Advertisement

B of A Directors to Huddle; Takeover Rebuff Expected

Share
from a Times Staff Writer

BankAmerica’s directors will gather this weekend and are expected on Monday to formally reject First Interstate Bancorp’s $3.1-billion takeover proposal.

Chairman and Chief Executive A. W. Clausen is expected to urge directors to rebuff the bid as inadequate and to argue that the company can return to profitability on its own by this summer.

Sources close to BankAmerica have argued that its California-based Bank of America retail operations alone are worth more than what First Interstate is offering for the entire company.

Advertisement

In a New Year’s letter to BankAmerica employees this week, Clausen wrote: “My own position is clear. I have so far seen no compelling advantage in the proposed merger.”
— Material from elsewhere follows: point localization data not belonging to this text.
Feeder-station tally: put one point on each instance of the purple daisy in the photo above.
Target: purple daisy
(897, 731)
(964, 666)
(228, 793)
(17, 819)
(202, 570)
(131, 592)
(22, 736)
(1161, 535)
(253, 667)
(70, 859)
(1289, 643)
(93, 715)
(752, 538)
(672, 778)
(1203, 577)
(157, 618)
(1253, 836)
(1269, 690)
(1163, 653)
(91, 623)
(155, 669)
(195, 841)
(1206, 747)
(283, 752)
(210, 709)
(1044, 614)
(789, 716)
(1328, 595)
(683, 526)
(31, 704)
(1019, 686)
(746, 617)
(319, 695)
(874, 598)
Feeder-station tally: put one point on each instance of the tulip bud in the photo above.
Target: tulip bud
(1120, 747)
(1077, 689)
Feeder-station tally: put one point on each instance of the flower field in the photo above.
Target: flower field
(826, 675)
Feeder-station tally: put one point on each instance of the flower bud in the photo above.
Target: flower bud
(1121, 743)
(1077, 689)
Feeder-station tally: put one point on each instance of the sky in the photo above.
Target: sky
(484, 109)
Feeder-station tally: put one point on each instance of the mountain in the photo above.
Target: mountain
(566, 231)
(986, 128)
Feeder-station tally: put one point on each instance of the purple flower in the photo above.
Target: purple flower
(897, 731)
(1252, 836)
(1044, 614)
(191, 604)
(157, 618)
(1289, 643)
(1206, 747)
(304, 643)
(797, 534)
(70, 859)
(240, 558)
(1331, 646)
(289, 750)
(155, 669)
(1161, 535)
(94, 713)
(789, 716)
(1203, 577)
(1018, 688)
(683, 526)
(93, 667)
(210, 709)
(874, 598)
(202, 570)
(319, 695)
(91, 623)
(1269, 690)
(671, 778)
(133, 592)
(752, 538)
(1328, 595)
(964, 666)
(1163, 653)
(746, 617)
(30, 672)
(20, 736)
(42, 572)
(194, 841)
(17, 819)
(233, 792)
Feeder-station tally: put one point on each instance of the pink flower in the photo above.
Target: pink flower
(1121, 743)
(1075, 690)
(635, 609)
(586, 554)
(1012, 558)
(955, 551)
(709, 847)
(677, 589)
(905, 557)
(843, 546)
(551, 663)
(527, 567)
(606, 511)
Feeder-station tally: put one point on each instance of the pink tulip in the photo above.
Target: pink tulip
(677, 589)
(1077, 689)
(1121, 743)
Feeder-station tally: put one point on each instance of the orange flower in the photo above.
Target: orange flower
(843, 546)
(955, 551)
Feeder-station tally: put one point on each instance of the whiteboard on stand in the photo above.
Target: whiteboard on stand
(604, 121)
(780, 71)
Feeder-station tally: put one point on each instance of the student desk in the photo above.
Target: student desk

Until now, BankAmerica’s board had refused to take a stand on First Interstate’s unsolicited overtures but had asked First Interstate to withdraw its proposal so that BankAmerica’s new management could formulate a strategic plan. First Interstate instead sought permission last month from the Federal Reserve Board to acquire BankAmerica in either a friendly or hostile transaction and filed papers with the Securities and Exchange Commission covering terms of its proposed offer of an exchange of securities.

BankAmerica’s formal rejection may be a prelude to a nasty fight for control that is likely to be fought in the courts, at regulatory agencies and in the press.

“If the board decides to reject the FIB offer, we will probably be in a fight. FIB has said--like it or not--that it will attempt a hostile takeover if the merger proposal is rejected,” Clausen wrote in the letter to employees.

“None of us seeks a fight, but if one is forced upon us, we will be found ready, willing and able.”